Friday, July 18, 2003

Take a few minutes to read Take Another Little Piece of My Art by Derek Slater. It's worth it. Also his experiment with blogging using his analysis of the Napster case. Actually why not just take a run over to a copyfighter's musings and have a look for yourself at Mr Slater's recent thoughts. Some interesting ideas on Richard Posner's decision in the Madster case, in particular.

The US Senate has voted to cut off funding to the Total Information Awareness computer-surveillance program.

Kevin Poulson at SecurityFocus is reporting DirecTV dragnet snares innocent techies "In recent months the satellite TV giant has filed nearly 9,000 federal lawsuits against people who've purchased signal piracy devices. But some of those devices have legitimate uses, and innocent computer geeks are getting caught in the crackdown. "

Meanwhile the Grokster/Morpheus case is apparently being fast-tracked for review by the 9th circuit Court of Appeals.

Overture to a patent war? (via Corante) is worth a read.

I'm off to spend the next week at an Open University summer school, teaching first year technology students about the structures of bridges and planes, and the uses and limitations of mathematical, physical and computer models.
Yes Magazine have been following up on the electronic voting and voter purging issue.

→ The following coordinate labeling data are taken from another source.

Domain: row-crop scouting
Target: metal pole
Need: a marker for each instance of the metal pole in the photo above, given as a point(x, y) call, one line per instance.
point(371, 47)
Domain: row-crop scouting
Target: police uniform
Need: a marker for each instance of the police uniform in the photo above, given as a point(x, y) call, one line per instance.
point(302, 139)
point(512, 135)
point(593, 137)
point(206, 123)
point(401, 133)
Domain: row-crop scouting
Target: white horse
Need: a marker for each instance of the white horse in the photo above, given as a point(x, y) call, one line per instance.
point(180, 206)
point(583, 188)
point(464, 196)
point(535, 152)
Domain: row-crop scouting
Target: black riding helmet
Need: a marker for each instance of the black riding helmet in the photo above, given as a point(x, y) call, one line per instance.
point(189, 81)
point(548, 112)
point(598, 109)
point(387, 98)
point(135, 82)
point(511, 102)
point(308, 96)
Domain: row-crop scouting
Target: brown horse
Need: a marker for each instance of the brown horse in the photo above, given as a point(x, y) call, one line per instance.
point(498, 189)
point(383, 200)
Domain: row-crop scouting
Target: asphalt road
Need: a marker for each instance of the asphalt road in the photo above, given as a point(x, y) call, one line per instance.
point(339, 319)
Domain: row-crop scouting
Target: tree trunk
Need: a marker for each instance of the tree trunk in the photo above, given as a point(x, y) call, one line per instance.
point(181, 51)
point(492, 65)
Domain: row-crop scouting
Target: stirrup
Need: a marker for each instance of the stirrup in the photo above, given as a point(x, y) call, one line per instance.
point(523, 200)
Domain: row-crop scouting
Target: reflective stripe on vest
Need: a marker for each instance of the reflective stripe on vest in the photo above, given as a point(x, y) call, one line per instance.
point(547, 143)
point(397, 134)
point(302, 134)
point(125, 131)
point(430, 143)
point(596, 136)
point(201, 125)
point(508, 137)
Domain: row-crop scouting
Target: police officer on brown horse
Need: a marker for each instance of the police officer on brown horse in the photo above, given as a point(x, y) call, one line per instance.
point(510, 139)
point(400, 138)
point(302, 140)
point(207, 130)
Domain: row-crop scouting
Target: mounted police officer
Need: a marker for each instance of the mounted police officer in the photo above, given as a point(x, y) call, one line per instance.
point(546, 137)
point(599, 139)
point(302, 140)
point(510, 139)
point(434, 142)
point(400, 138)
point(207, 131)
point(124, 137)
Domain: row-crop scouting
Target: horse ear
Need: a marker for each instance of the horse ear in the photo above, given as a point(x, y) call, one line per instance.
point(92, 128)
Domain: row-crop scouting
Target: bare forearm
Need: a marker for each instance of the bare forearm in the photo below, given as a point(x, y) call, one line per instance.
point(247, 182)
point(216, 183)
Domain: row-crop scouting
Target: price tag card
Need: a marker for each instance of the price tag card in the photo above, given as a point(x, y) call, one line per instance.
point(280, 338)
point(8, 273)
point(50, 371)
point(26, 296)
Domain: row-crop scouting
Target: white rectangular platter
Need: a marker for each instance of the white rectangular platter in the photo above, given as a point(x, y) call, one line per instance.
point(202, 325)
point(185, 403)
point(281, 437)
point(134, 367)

Hector MacQueen, law professor at Edinburg University, points to an email alert from the editors of World Intellectual Property Report, entitled IP Commission OKs Spying on Internet Users to Protect Copyright:

"PARIS--A copyright advisory board within France's Ministry of Culture
has accepted government plans to increase surveillance of Internet
users as part of a wider bid to stop illegal copying and transmission
of protected artistic works in cyberspace.
The Superior Council for Artistic and Literary Intellectual Property
(Conseil Superieur de la Propriete Litteraire et Artistique, or
CSPLA) announced June 26 that it would support proposed legislation
now working its way through Parliament that aims to adapt copyright
protection to the Digital Age, principally through greater spying on
Internet users.
The CSPLA opinion was issued in response to parliamentary debate on
legislation -- the Law on the Digital Economy -- that would adopt
European Union Directive 2001/29/EC, of May 22, 2001, on the
Harmonization of Certain Aspects of Copyright and Related Rights in
the Information Society.
A united version of the legislation -- combining a text approved
last February by the National Assembly, or lower house, of
Parliament, and one approved by the Senate, or upper house, in late
June -- is expected to be passed by Parliament by year-end, after
fine-tuning by members of both houses and concerned government
The CSPLA opinion -- which demands "reconciliation" between long-
standing concerns over privacy protection and individual liberties
and the growing need for copyright protection on-line -- is likely to
weigh heavy with Culture Ministry officials when they are asked for
future comment on the bill.
(The full report will appear in the August issue of World E-Commerce
& IP Report. Copyright 2003, BNA International Inc.) "

Thursday, July 17, 2003

Via Michael Carroll at Villanova, the American Association for the Advancement of Science (AAAS) have just published a Handbook on Intellectual Property and Traditional Knowledge

Two democrats are proposing a bill, Author, Consumer, and Computer Owner Protection
and Security (ACCOPS) Act of 2003, that would lead to jail time for file sharers. One of these, Howard Berman, was the guy who previously introduced a bill to provide copyright holders with immunity for damaging other people's computers.

Copyfight has lots of links to pieces on Berman's proposal.
Whilst Berman wants to jail file sharers, the head of Interpol wants a global crackdown on piracy which he links to terrorism.

Wednesday, July 16, 2003

Hot on the heels of Germany being the fifth EU country to implement the EU copyright directive, the Commission have decided to pursue the other member states for failure to do so yet.

Loyola University Chicago releases two student names to RIAA.